At its inaugural Ask 2026 developer conference — held inside a former church in San Francisco’s North Beach — Perplexity unveiled Personal Computer, a cloud-based AI agent designed to function as a persistent digital worker. Always on. Never takes a lunch break. More than can be said for most employees.
So what Perplexity’s Personal Computer actually is?
Personal Computer is not hardware Perplexity manufactures — it’s software. A persistent, 24/7 evolution of the earlier Perplexity Computer, it runs continuously on a user-provided Mac mini or similar always-on machine, giving the AI direct access to local files, apps, and sessions.
It coordinates across 19 to 20 different AI models — including specialised versions of Claude, Gemini, and Grok — to handle complex workflows asynchronously. Give it a high-level objective; it breaks that down into subtasks and manages them start to finish, for weeks or months if needed.
How secure is the personal, always-on AI is?
Every task executes inside a sandboxed cloud environment with its own isolated filesystem and browser — so the AI cannot go rogue through your downloads folder after hours. Every action requires user confirmation, and a built-in audit trail logs everything.
You’re not screen-sharing into a Mac; you’re directing an AI agent running on it, remotely, while you get on with something else.
What can you actually do with Personal Computer?
This is where it stops sounding like a press release. A developer could instruct it to monitor a GitHub repository overnight and drop a formatted Slack summary into the team channel before standup — no scripts, no panic.
A researcher could throw a topic at it before heading to bed — genuinely messy, half-formed brief and all — and wake up to a structured report pulled from live sources, sitting in their inbox. No 11 p.m. rabbit holes. No seventeen open tabs.
Someone running a small business gets arguably more value: point it at Gmail, tell it what matters, and it watches for client enquiries, drafts replies based on how you’ve written before, and only bothers you when something actually needs a human.
Personal stuff should work too — Notion notes that actually stay synced, email threads condensed before you open them, a Salesforce pipeline that updates itself while you’re in back-to-back meetings wondering why you got into this industry.
Gmail, Slack, GitHub — It plugs Into everything

Personal Computer connects to Gmail, Slack, GitHub, Notion, and Salesforce, monitoring triggers and executing proactive tasks across all of them. CEO Aravind Srinivas framed the philosophy at the conference: “A traditional operating system takes instructions; an AI operating system takes objectives.”
Bold — though whether paying $200 a month for an AI reorganising your life at 3 a.m. is progress or low-grade anxiety remains, honestly, open.
Who can get it, and what it actually costs?
Access is limited to Perplexity Max subscribers at $200 a month, Mac-only at launch, via a waitlist. Subscribers get 10,000 monthly credits for computational tasks. The enterprise version adds security controls, compliance features, and single sign-on — suggesting Perplexity is targeting power users and corporate buyers simultaneously with the same product.

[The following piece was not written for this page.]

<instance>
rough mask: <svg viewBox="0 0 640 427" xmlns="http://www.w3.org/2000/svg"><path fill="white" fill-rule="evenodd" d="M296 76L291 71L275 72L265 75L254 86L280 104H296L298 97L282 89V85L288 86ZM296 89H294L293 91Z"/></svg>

Nothing else on the market quite does what Personal Computer does — not at this level of local-cloud integration, not with this many models running in parallel, not with this degree of hands-off execution.
The $200 monthly price tag tells you everything about who Perplexity is actually building for; this isn’t personal automation dressed up in enterprise clothing — it’s the other way around. Individuals will find uses for it, sure. But the real unlocks are business-shaped: teams drowning in repetitive workflows, founders who can’t yet afford to hire, operations running on duct tape and spreadsheets.